Par Gérard Haas et Claire Lefebvre
Les erreurs humaines dans l’usage des outils numériques sont souvent visées comme des causes fréquentes de piratage : par exemple, les escroqueries sur Internet ou l’introduction de ransomware en cliquant sur des liens frauduleux.
Mais toute faiblesse dans la conception d’un système d’information ou d’un logiciel peut aussi constituer une porte d’entrée pour des cyber-attaques.
Ces vulnérabilités d’un code informatique représentent un enjeu majeur pour les entreprises, surtout si elles exposent des données critiques.
La présence de clefs d’accès dans le code : une menace pour les entreprises
Au titre des données critiques qui peuvent se retrouver exposées par une erreur de code, on compte notamment les identifiants, mots de passe, certificats d’authentification, ou toute autre clef d’accès aux systèmes.
Ces « erreurs » dans l’écriture du code ne mènent pas toujours à des cyber-attaques : dans de nombreux cas, la vulnérabilité est identifiée, rendue publique et corrigée rapidement par les développeurs.
Toutefois, lorsque ce type de vulnérabilité est découvert par un acteur mal intentionné, les conséquences peuvent être désastreuses.

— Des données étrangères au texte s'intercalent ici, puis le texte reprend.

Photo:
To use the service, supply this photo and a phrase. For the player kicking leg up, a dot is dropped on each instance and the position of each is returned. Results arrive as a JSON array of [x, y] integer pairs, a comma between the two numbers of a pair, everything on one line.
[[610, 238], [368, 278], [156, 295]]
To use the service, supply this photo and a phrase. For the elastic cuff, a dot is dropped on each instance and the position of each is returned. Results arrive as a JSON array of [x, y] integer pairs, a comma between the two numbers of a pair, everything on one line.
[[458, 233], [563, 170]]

Dans le cas de l’attaque dite « SolarWinds », révélée en décembre 2020, les pirates auraient récupéré une clef d’accès présente par erreur dans le code, ce qui leur a permis de cibler directement l’éditeur de logiciels, dont les produits étaient utilisés par certains départements de l’administration américaine et de grandes entreprises.
À partir de là, ils ont pu infiltrer directement les systèmes d’information de ces derniers, par rebond, selon le principe des attaques par la « supply chain ».
Toute erreur d’écriture du code peut donc être fatale et donner accès à des informations normalement protégées.
Ce type de vulnérabilités appelle dès lors des réponses adaptées, techniques, mais aussi juridiques.
Sécuriser le code : un enjeu technique et juridique
Les conséquences d’une cyber-attaque peuvent être variées et entraîner des pertes économiques, dégrader l’image de l’entreprise vis-à-vis de ses clients, paralyser son activité ou encore conduire à des sanctions en cas de violation de données personnelles, en particulier si l’entreprise a manqué à ses obligations de sécurité au titre de l’article 32 du règlement (UE) 2016/679 relatif à la protection des données à caractère personnel (le RGPD).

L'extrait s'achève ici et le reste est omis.